In a progressive city, you’ll often find people working behind the scenes to ensure growth occurs in a smart, sustainable way.
Dozens of people help guide Huntsville’s growth. There are the volunteer members of the City’s Zoning and Planning boards as well as citizens who offered input on the City’s master plan, The BIG Picture. City planners, engineers and public safety leaders do their due diligence when analyzing each zoning request, plat and development plan.
There are also members of the private sector – landowners and developers – who recognize their partnership with the City will have far-reaching impacts on generations to come. Huntsville’s Hays family is one such example.
“They’re one of Huntsville’s foundational families,” Mayor Tommy Battle said. “They really have the foresight to look into the future and see what is needed for both growth and quality of life.”
Progress through generosity
If the Hays name is familiar, it could be because the family’s gifted more than 1,300 acres of land and millions of dollars in infrastructure improvements. These gifts to the City were used for new schools, including Hampton Cove Elementary School and the new Grissom High School, rights-of-way for multiple major road improvement projects, a police K-9 training facility, water treatment plants, public nature preserves, parks and fire stations.
“They were truly the catalyst for the Hampton Cove community,” said Shane Davis, Huntsville Director of Urban and Economic Development. “During the early development of Hampton Cove, the Hays family realized that public services and amenities were needed in this part of Huntsville to ensure the long-term success and stability of Hampton Cove.
“Their support with the plan to build sewer infrastructure not only facilitated robust residential development, but also the construction of new schools, a recreational complex, the Robert Trent Jones golf course and fire station. Those factors and the Hays family’s involvement were instrumental to the residential and retail growth we have today.”
One of those land donations led to the creation of the J.D. and Annie S. Hays Nature Preserve at Hampton Cove. The 538-acre wonder, which boasts 10-plus miles of trails and greenways that follow the Flint River, is fittingly the site of the City’s annual Earth Day Festival.
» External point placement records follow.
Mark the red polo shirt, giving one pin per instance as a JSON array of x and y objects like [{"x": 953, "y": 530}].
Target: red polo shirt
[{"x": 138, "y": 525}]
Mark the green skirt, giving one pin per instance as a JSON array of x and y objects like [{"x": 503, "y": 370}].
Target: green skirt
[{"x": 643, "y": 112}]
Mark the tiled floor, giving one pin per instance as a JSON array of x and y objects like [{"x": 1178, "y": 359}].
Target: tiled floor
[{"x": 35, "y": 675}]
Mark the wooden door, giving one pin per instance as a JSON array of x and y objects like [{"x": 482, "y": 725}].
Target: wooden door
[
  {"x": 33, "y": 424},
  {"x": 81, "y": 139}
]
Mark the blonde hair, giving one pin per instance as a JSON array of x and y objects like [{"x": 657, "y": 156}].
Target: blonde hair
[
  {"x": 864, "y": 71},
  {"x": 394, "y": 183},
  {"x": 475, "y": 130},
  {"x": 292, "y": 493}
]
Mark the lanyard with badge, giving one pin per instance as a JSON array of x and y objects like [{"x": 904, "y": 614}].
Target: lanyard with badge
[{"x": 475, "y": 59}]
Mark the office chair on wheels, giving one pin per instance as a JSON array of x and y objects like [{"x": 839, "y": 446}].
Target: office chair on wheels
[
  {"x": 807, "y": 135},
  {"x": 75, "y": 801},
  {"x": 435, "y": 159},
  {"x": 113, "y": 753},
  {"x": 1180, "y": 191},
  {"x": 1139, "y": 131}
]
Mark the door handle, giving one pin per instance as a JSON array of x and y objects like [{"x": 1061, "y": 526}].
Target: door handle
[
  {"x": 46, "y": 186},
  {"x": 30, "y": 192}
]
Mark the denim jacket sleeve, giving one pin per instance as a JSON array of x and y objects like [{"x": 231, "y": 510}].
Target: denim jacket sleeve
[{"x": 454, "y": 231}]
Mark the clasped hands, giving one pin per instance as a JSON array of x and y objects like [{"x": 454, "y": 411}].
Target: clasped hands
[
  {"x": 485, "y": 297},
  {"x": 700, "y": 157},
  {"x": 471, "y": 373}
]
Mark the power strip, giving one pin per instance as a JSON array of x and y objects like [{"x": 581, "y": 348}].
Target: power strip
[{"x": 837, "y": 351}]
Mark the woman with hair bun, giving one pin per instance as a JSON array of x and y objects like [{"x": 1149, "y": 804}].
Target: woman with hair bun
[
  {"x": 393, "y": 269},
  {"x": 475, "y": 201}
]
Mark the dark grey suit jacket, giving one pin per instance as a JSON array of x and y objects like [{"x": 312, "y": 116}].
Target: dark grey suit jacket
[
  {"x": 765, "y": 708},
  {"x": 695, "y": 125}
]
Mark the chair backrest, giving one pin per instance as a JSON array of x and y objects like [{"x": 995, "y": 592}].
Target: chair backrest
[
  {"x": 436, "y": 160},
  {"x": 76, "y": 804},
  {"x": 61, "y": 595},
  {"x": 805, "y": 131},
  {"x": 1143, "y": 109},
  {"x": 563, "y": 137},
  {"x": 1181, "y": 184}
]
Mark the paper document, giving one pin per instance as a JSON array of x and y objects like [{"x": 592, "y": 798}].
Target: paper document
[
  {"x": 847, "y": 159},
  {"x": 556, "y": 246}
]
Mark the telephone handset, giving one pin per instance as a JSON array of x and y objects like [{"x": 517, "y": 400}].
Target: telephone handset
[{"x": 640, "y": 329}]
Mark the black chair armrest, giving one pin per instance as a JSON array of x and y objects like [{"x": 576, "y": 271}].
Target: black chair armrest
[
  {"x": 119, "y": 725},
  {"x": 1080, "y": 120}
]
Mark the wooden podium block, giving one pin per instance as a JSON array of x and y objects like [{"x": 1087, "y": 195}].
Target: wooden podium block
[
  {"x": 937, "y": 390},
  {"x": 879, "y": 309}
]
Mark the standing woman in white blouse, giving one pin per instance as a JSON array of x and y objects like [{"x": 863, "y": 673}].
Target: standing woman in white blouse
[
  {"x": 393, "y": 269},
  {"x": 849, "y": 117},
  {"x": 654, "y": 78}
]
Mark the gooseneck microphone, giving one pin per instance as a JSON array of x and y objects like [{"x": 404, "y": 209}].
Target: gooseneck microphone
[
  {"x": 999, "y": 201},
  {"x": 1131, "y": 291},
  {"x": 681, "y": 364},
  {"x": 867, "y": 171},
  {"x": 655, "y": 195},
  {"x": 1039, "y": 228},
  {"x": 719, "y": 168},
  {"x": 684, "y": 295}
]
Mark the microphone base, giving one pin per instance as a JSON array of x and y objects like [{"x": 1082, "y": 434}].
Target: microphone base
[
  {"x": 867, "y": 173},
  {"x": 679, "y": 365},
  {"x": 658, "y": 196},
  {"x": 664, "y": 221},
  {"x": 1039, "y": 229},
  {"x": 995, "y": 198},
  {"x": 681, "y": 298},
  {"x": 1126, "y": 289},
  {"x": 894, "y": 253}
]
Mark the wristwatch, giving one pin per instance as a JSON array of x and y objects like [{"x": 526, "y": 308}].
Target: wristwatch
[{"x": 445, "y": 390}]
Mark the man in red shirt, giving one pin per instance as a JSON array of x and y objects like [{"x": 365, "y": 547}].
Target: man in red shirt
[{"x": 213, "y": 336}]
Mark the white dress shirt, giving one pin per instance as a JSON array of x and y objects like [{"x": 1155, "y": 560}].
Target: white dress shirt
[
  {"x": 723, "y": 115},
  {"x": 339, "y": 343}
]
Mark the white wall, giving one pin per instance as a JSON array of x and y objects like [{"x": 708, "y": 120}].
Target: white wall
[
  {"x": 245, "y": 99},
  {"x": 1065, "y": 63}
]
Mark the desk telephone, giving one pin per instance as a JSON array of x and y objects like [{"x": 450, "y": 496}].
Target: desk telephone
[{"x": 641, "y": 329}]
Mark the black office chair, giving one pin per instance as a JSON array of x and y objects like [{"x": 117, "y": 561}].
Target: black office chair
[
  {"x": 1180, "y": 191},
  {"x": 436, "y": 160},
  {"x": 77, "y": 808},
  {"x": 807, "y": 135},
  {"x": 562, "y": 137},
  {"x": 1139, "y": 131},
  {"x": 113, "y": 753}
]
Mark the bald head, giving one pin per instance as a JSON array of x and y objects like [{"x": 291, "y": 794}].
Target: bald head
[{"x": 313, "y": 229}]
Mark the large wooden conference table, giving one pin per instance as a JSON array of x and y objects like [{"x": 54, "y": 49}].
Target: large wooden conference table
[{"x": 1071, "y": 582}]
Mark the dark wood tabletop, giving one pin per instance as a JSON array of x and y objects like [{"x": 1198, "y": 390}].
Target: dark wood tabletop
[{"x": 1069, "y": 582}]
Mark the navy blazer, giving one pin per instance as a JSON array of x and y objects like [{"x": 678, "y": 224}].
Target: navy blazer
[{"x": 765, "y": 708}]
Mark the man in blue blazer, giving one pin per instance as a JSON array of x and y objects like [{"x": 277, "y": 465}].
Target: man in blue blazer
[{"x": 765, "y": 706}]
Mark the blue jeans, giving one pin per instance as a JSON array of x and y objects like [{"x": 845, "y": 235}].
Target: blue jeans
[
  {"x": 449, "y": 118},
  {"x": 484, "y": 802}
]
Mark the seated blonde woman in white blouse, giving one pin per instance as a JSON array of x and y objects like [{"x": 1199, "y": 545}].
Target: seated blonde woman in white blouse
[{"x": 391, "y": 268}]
The family’s devotion to Huntsville’s progress is at the forefront again with the announcement of the 500-acre Hays Green Park System. The system, which includes a ballpark complex, nature park and preserve, and an urban park, will offer more than 10 miles of walking trails and 65 acres of lakes.
The park system complements the Hays Farm development, developed by brothers John and Jim Hays and the first to bear the family’s name. In addition to 1,000 residential units, it includes the renovated Haysland Square development that provides 200,000 square feet of commercial space.
A ‘shot in the arm’
Mayor Battle said the new Hays Farm Master Planned Development mirrors what the Hays family successfully accomplished in Hampton Cove over 20 years ago. He added the Hays family saw that South Huntsville needed a “shot in the arm, post recession” in terms of new residential and commercial development that could also offer additional quality-of-life amenities for the community.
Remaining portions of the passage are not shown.